Yahudilerin büyük kısmı Avrupa'da oldukça zengin ve imtiyazlı bir hayata sahiptiler.
Antisemitizmin güçlenmesi ile birlikte, Yahudiler Avrupa toplumlarından giderek daha fazla dışlanmaya başladılar. 1290'da İngiltere'den, XV. yüzyılın ilk yarısında Almanya'nın bazı şehirlerinden ve XVI. yüzyılda ise Fransa'dan sürüldüler. Buna rağmen, Yahudilerin bir kısmı yaşadıkları yerlerden ayırlmamayı başardılar.
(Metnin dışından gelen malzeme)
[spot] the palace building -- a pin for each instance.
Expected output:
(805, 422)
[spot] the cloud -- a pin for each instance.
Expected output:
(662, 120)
Birçok Yahudi dönme olarak, yani kendini Hıristiyan gibi göstererek, bu ülkelerin sınırları içinde kaldı. Buna en somut örnek Londra'da III. Henry tarafından 1234'te kurulan Domus Conversorum oldu. XVII. yüzyılda Yahudilerin İngiltere'ye tekrar resmi olarak kabul edilmelerine kadar faaliyetlerini sürdüren Domus Conversorum ile ilgili "History of Anti-Semitism" (Anti-Semitizm Tarihi) adlı kitapta şu bilgiler veriliyor:
"Yahudiler İngiltere'ye modern çağdan önce girmeyi başarabildiler mi? 1234'te dönmeler için kurulan Domus Conversorum, Almanya, İspanya ve hatta Fas'tan üye toplamaya devam etti. Ayrıca Londra'ya gizli yollarla giren Yahudiler de oluyordu." (The History of Antisemitism, Leon Poliakov, sf.203)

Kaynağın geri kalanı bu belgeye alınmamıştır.